The Defendant’s disposition of this case cannot be deemed an appropriate measure to indicate “14, 15, 15, 10, 10, 15, 15, 10, and 15, 15, 200, 200, 2000, 2000, 2000, 2000, 200, 200,0000, 200,000,000,000,000,000,000,000,000,000,000,000,000,000,000,000,000,000,0000,000,000,000,000,000,000,000,000,000,00
D. Determination on the assertion of deviation or abuse of discretionary power
The detailed details of the evaluation items for the renewal of exclusive tour operators, allocation method, method of evaluation, and method and criteria for calculation of evaluation points are, in principle, left to the defendant's unique policy or autonomous judgment, which is the competent authority, and they belong to wide discretion. However, it is illegal only where the method or criteria violate the Constitution or laws, lack of excessively rational and objective legitimacy, or where it is determined that the method or criteria were considerably unreasonable or unfair in light of the purpose of the evaluation in this case, the purpose of the evaluation in question, and the purpose of the relevant statutes, etc.

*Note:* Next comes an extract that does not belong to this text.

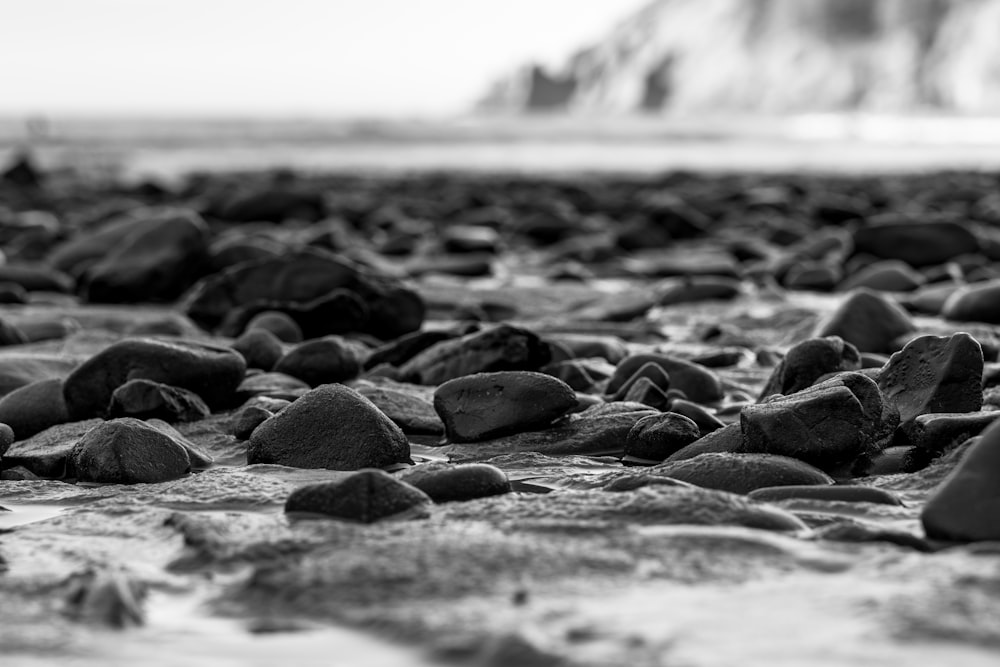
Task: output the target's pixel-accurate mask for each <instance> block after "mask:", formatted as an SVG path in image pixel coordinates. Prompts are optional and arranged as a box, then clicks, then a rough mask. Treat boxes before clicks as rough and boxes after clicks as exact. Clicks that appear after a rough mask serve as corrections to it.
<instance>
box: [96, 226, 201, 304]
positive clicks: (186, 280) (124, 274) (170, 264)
mask: <svg viewBox="0 0 1000 667" xmlns="http://www.w3.org/2000/svg"><path fill="white" fill-rule="evenodd" d="M129 220H130V223H128V228H127V231H126V232H125V233H124V234H123V235H121V236H118V237H117V238H114V239H113V240H111V239H108V241H109V242H110V243H109V245H108V246H106V248H105V251H104V252H103V253H102V254H101V256H100V258H99V259H97V260H96V261H95V262H94V263H93V264H91V265H90V266H89V267H88V268H87V270H86V272H85V273H84V274H83V275H82V276H81V283H82V287H83V290H82V294H83V297H84V299H86V300H87V301H90V302H94V303H135V302H141V301H173V300H174V299H176V298H177V297H178V296H180V295H181V294H182V293H183V292H184V290H186V289H187V288H188V287H190V286H191V285H193V284H194V282H195V281H196V280H197V279H198V278H200V277H201V276H202V275H203V274H204V273H205V272H206V271H207V267H208V227H207V225H206V224H205V221H204V220H202V219H201V217H200V216H199V215H198V214H197V213H195V212H194V211H190V210H186V209H163V210H156V209H152V210H140V211H135V212H133V213H132V214H131V215H130V216H129ZM113 224H118V223H113ZM96 234H97V235H99V234H100V231H98V232H96Z"/></svg>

With respect to this case, 1) the exclusive travel renewal system was introduced to facilitate the withdrawal of events by strictly designating a new exclusive tour event with the aim of strictly resolving the problems where the image of the Korean tourism industry is inferred due to tourism, such as coercion of excessive shopping for Chinese group tourists, allocation of low-end accommodation outside the Seoul metropolitan area, etc. (7) the designation of a new exclusive tour event was introduced to facilitate the withdrawal of events by failing to have the results of attracting or impairing the market order (3, 5, 4-7). (2) The Defendant prepared the criteria for evaluation of renewal reflecting the opinions of exclusive tourers through several public hearings and meetings. (3) The above criteria for evaluation are not deemed significantly unreasonable or unreasonable, and the Plaintiff with experience in the review of renewal system in 2013 seems to have sufficient time to acquire points necessary for the evaluation of renewal system in 2015. (4) The instant disposition only cancels the Plaintiff’s designation of exclusive tour, so it is difficult to see that the Plaintiff’s assertion that the Plaintiff continued to engage in the business other than the Chinese tourist-level.
Conclusion
If so, the plaintiff's claim is dismissed due to the lack of reason, and the judgment of the court of first instance is unfair with different conclusions, and the plaintiff's claim is revoked and dismissed.